Foods, specifically animal products, within our diet only contribute to about 10% of our blood cholesterol levels; the remaining ~90% is actually made in the liver. When examining heart disease risk total cholesterol levels are not the issue. Cholesterol actually plays a major role in proper body function including cellular membrane construction, hormone production and bile salts, which are used in digestion and assimilation of fat. When looking at risk it is key to understand the type of lipoprotein that is transporting the cholesterol from the liver and throughout the bloodstream. When cholesterol is carried by LDL or VLDL (low density lipoproteins) risk of cardiovascular disease increases, however if it is carried by HDL (high density lipoproteins) risk decreases (Bland, 192). How could this be?

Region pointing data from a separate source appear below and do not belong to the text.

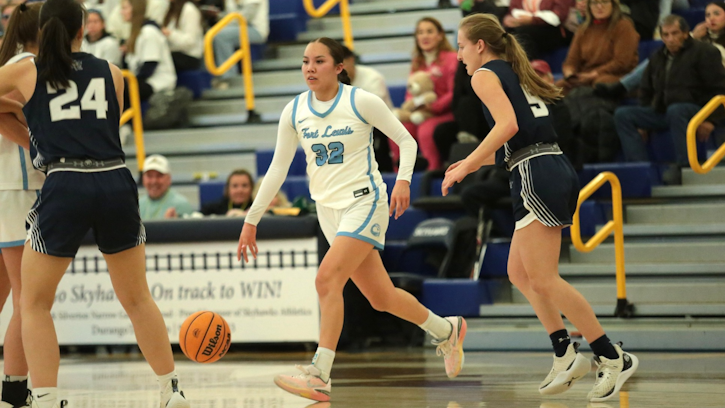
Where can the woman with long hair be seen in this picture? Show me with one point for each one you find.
(432, 54)
(333, 121)
(72, 116)
(19, 187)
(98, 41)
(183, 28)
(544, 189)
(147, 51)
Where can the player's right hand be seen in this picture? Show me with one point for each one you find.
(247, 240)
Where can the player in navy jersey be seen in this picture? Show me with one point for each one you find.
(74, 101)
(544, 189)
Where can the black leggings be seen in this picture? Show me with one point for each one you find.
(184, 62)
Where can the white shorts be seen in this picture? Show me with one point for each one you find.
(14, 207)
(367, 219)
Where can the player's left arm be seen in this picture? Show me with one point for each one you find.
(374, 111)
(488, 88)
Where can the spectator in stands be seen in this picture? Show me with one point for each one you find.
(226, 43)
(373, 81)
(468, 126)
(120, 28)
(712, 31)
(237, 196)
(104, 6)
(538, 25)
(183, 28)
(644, 14)
(147, 52)
(210, 11)
(98, 42)
(680, 78)
(604, 47)
(160, 200)
(433, 54)
(577, 15)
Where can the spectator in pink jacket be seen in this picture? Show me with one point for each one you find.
(539, 25)
(434, 54)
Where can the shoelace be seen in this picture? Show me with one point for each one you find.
(444, 348)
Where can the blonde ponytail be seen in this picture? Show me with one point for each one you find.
(487, 28)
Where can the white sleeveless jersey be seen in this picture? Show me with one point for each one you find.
(16, 166)
(338, 146)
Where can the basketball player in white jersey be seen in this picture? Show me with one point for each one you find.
(19, 186)
(334, 124)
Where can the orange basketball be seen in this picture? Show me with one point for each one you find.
(205, 337)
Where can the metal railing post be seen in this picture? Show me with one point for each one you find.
(695, 122)
(133, 113)
(624, 308)
(243, 54)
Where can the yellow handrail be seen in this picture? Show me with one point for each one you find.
(695, 122)
(614, 226)
(134, 113)
(243, 54)
(344, 15)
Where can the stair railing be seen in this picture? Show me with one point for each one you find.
(695, 122)
(623, 308)
(344, 15)
(133, 113)
(243, 54)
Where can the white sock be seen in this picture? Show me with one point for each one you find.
(46, 397)
(437, 326)
(323, 361)
(164, 380)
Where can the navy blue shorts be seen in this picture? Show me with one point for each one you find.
(544, 188)
(72, 203)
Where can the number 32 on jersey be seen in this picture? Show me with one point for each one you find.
(94, 99)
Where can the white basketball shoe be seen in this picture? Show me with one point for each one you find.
(566, 371)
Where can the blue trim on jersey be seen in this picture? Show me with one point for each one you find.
(375, 188)
(354, 109)
(332, 108)
(294, 112)
(12, 244)
(375, 243)
(23, 168)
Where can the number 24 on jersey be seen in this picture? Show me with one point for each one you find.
(94, 99)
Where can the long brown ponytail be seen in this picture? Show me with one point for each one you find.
(487, 28)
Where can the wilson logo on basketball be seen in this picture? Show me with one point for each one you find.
(213, 341)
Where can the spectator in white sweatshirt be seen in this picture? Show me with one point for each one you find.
(256, 12)
(98, 42)
(183, 28)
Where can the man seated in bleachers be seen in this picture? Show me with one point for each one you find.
(371, 80)
(160, 200)
(680, 79)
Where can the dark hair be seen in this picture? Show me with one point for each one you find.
(444, 45)
(487, 28)
(720, 39)
(338, 55)
(60, 21)
(674, 18)
(22, 30)
(138, 16)
(174, 13)
(238, 172)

LDL is considered the “bad cholesterol” because it is transported from the liver and delivered to the artery walls, resulting in plaque buildup and atherosclerosis. HDL on the other hand is what can be considered the “good cholesterol” because it is transported from the liver with the primary job to remove the LDL cholesterol buildup from the artery walls. Our bodies need both LDL and HDL to function properly so it is crucial that we have a proper balance of this cycle. ¹
I’ll save my anti-statin rant for another time and stick to the integrative and lifestyle changes you can do to lower LDL and raise your HDL cholesterol levels. In his book Disease Delusion, Dr. Jeffrey Bland recommends consumption of flavonoid and polyphenol rich foods like nuts, berries, garlic, onions, grapes, cocoa and citrus to prevent inflammation. He also discusses the benefits of phytonutrient rich foods like virgin olive oil, flaxseeds, green tea and turmeric. Studies have also shown that supplementation with vitamin B3, niacin and fish oil (specifically “clean” cod liver oil) at appropriate doses of 2-3 grams daily can beneficially alter cholesterol transport. Lastly, exercise is also very important in proper cholesterol balance because it decreases LDL and increases HDL levels in your blood. Exercising also helps to reduce stress, which has been shown to elevate levels of LDL as well (Bland, 200).